Sophie de Buyl obtained her PhD in theoretical physics in 2006 under the supervision of Prof. M. Henneaux at the Université Libre de Bruxelles (ULB). She brought various contributions to the understanding of the mathematical structure of Big-Bang like singularities, the gauge/gravity correspondence and the black hole entropy problem during her PhD and post-doctoral stays at the Institut des Hautes Etudes Scientifiques in Bures-sur-Yvette (2006-08), the University of California Santa Barbara (Marie Curie Fellowship, 2008-11 with return phase at ULB) and Harvard University (2011-13). During her last post-doc, she became interested in questions about living systems and connecting her theoretical work directly to experiments. After obtaining a Belspo return grant to come back to Belgium, she has joined the VUB in an interdisciplinary environment, the Applied Physics Research Group (APHY), as an Assistant Professor. She find great motivation in identifying general laws in data coming from biological systems and in the interplay between theory and experiments. Her lab is interested in all biological systems that can benefit from mathematical models and by addressing questions about robustness, fine-tuning and network architecture of these models.

Onderzoek interesten:
Sophie de Buyl onderzoekt de dynamica en voorspelbaarheid van biologische netwerken op verschillende schalen. Samen met haar team probeert ze functionele structuren te identificeren in biologische netwerken, door modellen op te stellen op basis van grote hoeveelheden gegevens. Daarvoor gebruikt ze niet-lineaire dynamische systemen, statistische fysica en informatietheorie.

Expertise:
Biological systems rely on complex interaction networks at various scales.

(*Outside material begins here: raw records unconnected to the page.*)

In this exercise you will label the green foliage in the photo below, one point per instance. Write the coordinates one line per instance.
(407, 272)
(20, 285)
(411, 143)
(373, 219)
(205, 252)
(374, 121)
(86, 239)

Using published datasets or working in collaboration with experimentalists, I am building models to understand emergent phenomena in biology as well as predict their temporal evolution. I am particularly interested by decision making in early embryogenesis and in building predictive dynamical models for microbial communities. All my projects rely on the theory of non-linear dynamics, statistical learning and statistical physics techniques.